Rahmat Jabaril – Labirin Kampung Milik Dunia
Dari labirin gang sempit di kawasan Dago Pojok, Kecamatan Coblong, Kota Bandung, Jawa Barat, warga menyuarakan harapan. Lewat serangkaian kreativitas, Rahmat Jabaril ikut menghidupkan harapan itu.
OLEH CORNELIUS HELMY
Pagi itu, Jabaril kedatangan tamu yang tiba bersama hujan gerimis. Tujuh peserta dari Diakonie Hamburg, lembaga kesejahteraan sosial masyarakat di Jerman, ingin tahu lebih banyak tentang Kampung Dago Pojok yang dirintis Jabaril bersama warga.
Satu per satu tempat didatangi. Dinding rumah warga di Gang Mama Adi selebar 2 meter yang penuh instalasi karya; Rumah produksi batik fraktal yang dimotori 20 ibu-ibu rumah tangga; hingga gerak pesilat anak-anak yang tetap bertenaga meski berlaga di lahan kosong di impit rumah tembok.
Pertanyaan dalam bahasa Jerman pun dilontarkan salah seorang. Di depannya, lukisan berukuran 1 meter x 1,8 meter dengan dominasi warna hijau membuatnya penasaran.
“Judul lukisannya adalah ‘Janda’. Bersama warga kami ingin menarik perhatian semua pihak terhadap masa depan para janda. Di kampung ini banyak janda yang membanting tulang mempertahankan hidup,” kata Jabaril menerangkan dibantu penerjemah.
Menghidupkan
Tinggal mengontrak rumah sejak 12 tahun lalu, Jabaril mengatakan energi warga Dago Pojok membuatnya bangga. Mereka punya semangat besar menyelamatkan segala sendi kehidupan kampung di Kawasan Bandung Utara (KBU) itu. Bukan sekadar menjaga lingkungan, namun ikut menjaga api kreativitas tetap menyala.
“Sebagai kawasan penyangga kelestarian lingkungan cekungan Bandung, kondisi KBU masih jauh dari ideal. Bukan hanya kerusakan lingkungan yang harus diselamatkan, namun budaya dan kearifan lokal yang rentan hilang digerus pembangunan kota,” ujar Jabaril.
Jabaril tidak langsung diterima warga. Pendampingan beragam kegiatan yang dirintis, seperti kursus bahasa Inggris dan bahas Jerman, teater, serta sastra, sempat dicurigai erat dengan penyebaran ideologi tertentu. Latar belakangnya sebagai aktivis, membuat Jabaril didatangi aparat keamanan.

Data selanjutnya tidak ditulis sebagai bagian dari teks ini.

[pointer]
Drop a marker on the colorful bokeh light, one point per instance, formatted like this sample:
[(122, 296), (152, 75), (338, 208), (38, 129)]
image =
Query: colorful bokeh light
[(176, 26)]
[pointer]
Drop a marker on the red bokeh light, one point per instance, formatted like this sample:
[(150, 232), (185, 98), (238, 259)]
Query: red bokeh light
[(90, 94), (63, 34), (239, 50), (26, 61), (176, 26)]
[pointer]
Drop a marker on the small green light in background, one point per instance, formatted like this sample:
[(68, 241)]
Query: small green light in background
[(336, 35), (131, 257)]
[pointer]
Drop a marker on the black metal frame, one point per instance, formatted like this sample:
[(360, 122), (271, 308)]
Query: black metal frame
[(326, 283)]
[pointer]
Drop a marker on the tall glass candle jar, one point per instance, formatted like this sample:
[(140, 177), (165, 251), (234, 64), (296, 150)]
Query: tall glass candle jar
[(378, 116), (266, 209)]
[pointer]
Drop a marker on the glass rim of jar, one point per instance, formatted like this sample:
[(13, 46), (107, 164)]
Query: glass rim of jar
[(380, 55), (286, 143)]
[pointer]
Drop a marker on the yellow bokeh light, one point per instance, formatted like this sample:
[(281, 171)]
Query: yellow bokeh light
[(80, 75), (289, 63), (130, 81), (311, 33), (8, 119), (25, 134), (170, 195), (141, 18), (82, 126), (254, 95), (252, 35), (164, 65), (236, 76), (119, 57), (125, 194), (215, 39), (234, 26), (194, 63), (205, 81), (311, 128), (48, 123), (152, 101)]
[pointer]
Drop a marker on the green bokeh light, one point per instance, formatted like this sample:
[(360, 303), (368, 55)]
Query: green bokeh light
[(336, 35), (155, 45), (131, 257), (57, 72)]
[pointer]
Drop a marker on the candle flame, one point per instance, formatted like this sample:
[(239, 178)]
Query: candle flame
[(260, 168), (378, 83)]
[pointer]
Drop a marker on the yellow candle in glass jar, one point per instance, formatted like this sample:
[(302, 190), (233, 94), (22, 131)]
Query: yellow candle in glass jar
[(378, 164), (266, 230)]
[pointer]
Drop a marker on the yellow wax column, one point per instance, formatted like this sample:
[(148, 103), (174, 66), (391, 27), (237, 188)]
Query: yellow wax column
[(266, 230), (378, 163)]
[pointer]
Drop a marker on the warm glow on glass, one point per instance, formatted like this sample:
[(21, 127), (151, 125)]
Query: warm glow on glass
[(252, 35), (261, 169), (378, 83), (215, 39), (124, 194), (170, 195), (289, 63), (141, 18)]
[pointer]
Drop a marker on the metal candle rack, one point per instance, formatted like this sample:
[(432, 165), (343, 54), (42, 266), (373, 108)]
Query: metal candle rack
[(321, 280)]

Kegiatannya juga sempat dianggap sekadar mencari uang.
“Pernah salah seorang anak yang sedang belajar diseret pulang. Ayahnya khawatir harus mengeluarkan biaya bila terus belajar bersama saya,” ujarnya.
Jabaril tidak ingin menyerah. Ia yakin ada potensi besar dari kampung yang dikenal sebagai tempat tinggal pekerja bangunan di Bandung saat zaman Belanda itu.
“Sejak lama mereka sangat kreatif. Tanpa campur tangan warga Dago Pojok zaman dulu, mungkin tidak akan pernah ada Pembangkit Listrik Dago dan Gedung Sate,” katanya.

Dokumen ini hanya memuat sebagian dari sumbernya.